General Electric Oil & Gas (NYSE: GE) has signed an exclusive global licensing deal with Highview Power Storage, a U.K. startup that makes utility-scale liquid air energy storage systems.

The agreement is just the beginning of an early demonstration phase, according to a GE spokesperson, and will explore the opportunity to integrate Highview’s LAES technology into GE’s natural gas peaker plants.

“Highview’s readily available LAES technology, with its ease of implementation and access to an operational pilot plant, makes it an ideal partner for GE Oil & Gas to provide fully integrated energy solutions to our customers,” Luca Maria Rossi, product management general manager for GE Oil & Gas’ Turbomachinery Solutions business, said in a statement.

Highview’s technology uses liquid air or nitrogen to provide long-term energy storage and doesn’t have the geographic restrictions associated with pumped hydro or compressed air.

Excess or off-peak electricity is used to power an air liquefier to produce liquid air. The liquid air is then stored in tanks at low pressure. When the energy is needed, the liquid air is pumped to a high level of pressure and is heated to a gas state. The gas is then used to drive a turbine.

Highview’s technology is an ideal fit for gas peaker plants, but can also be used with liquefied natural gas and industrial waste heat sites, according to Matthew Barnett, head of business development for Highview.

The technology requires some form of waste heat to increase its round-trip efficiency, which is the measure of how much energy comes out of the process compared to how much is put in. Heating liquid air by itself has a round-trip efficiency of only about 50 percent, CEO Gareth Brett told Greentech Media in 2012, but that figure gets closer to 80 percent when combined with waste heat from a power plant or industrial process.
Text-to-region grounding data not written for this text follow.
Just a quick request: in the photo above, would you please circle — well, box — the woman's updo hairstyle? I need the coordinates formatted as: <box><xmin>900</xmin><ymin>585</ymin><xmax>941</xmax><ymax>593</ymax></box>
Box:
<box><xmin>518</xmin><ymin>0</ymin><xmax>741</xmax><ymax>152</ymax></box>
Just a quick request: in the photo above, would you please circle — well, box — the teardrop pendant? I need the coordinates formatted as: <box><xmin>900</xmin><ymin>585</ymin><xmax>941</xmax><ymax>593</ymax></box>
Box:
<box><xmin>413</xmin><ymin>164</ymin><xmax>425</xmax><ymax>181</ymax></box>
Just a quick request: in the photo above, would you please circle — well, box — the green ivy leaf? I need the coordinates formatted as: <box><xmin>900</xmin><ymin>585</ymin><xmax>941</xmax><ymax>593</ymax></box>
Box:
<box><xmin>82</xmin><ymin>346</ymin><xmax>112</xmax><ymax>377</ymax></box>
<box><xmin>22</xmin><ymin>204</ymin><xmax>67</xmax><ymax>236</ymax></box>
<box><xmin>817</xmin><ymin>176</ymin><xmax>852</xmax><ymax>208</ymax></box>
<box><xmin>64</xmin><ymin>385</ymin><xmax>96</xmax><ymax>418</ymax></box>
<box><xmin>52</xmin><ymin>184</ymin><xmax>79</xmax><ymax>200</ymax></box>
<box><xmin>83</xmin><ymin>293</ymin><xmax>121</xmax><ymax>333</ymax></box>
For peaker plants, the storage technology makes the plants even more flexible, allowing them to both absorb and supply energy. LAES does not have the extremely fast ramping time of batteries or flywheels, but can improve the startup time of a peaker plant, cutting it from about ten  minutes to about two to five minutes.

Unrelated to the partnership, both GE and Highview were chosen last month by the U.K. Department of Energy & Climate Change to work with recycling and renewable energy company Viridor to build a 5-megawatt, 15-megawatt-hour LAES demonstration plant at a Viridor landfill gas-to-energy plant in the U.K. The £8 million ($13 million) government-funded project will begin operation in spring of 2015.

Highview also has an agreement with German industrial gas company Messer Group, although that partnership is more about accessing Messer’s expertise in industrial gases than it is about project development.

The partnership with GE, on the other hand, gives Highview access to a global supply chain. Currently, the startup is working with GE on technology integration. No other pilot projects have yet been announced.

Highview is eager to expand into the U.S., where the 1.3-gigawatt energy storage mandate in California is attracting various technologies. The startup’s costs at the SSE plant outside of London have remained at about $1,000 per kilowatt, or about $500 per kilowatt-hour of energy stored, which is cheaper than current battery grid storage.

For the past three years, Highview has had a grid-connected 350-kilowatt, 2.5 megawatt-hour pilot plant with Scottish & Southern Energy next to the utility’s 80-megawatt Slough Heat and Power Biomass Plant just outside of London.

Highview has raised around £17 million ($28 million) to date and is currently going through an investment round that could bring that figure to about £20 million ($33 million).